WEB for ALL

WEB for All Das Projekt WEB for ALL wurde im August 2000 von behinderten Menschen mit dem Ziel ins Leben gerufen, Barrieren im Internet zu beseitigen. Aufgrund von Barrieren können behinderte und ältere Menschen das Internet nur eingeschränkt nutzen.

Barrieren sind zum Beispiel:
  • Kleine Schriften für sehbehinderte Menschen
  • Bilder ohne Alternativtexte für blinde Menschen
  • Kleine Schaltflächen für Menschen mit eingeschränkter Feinmotorik
  • Lange Sätze und Fremdwörter für Menschen mit Lernbehinderung
  • Audioinhalte für gehörlose Menschen
Es gibt viele gute Gründe für Barrierefreiheit im Internet. Über die Hälfte der Deutschen nutzen dieses Medium. Es hat eine große Bedeutung für Arbeit, Behördenkontakte, Dienstleistungen und Freizeit.
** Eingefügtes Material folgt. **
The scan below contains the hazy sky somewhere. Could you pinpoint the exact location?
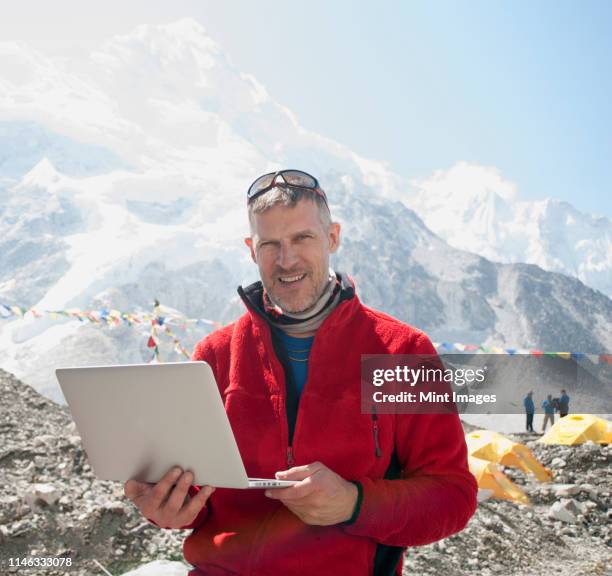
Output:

Für behinderte Menschen ist es von besonderer Bedeutung. Es kann eingeschränkte Möglichkeiten zur Fortbewegung ausgleichen. Blinden Internetnutzern sind Informationen zugänglich, die sie sonst nicht selbstständig erfassen könnten. Kontakte und Austausch von Informationen werden für gehörlose und blinde Nutzer leichter. Viele Nutzer brauchen ein barrierefreies Internet: In Deutschland sind etwa 6,7 Millionen schwerbehinderte Menschen registriert. Außerdem sind Millionen Deutsche ohne Schwerbehindertenausweis körperlich eingeschränkt.

Aber auch Nutzer ohne Behinderungen profitieren von einem barrierefreien Internet.Vorteile für ALLE
  • Verständliche Navigation und Inhalte
  • Übersichtliche Darstellung auch auf Handys und Palmtops
  • Schnell ladbare Internetseiten
Seit Juli 2010 wird WEB for ALL von einem ehemaligen VbI-Mitarbeiter in Eigenregie weiterbetrieben.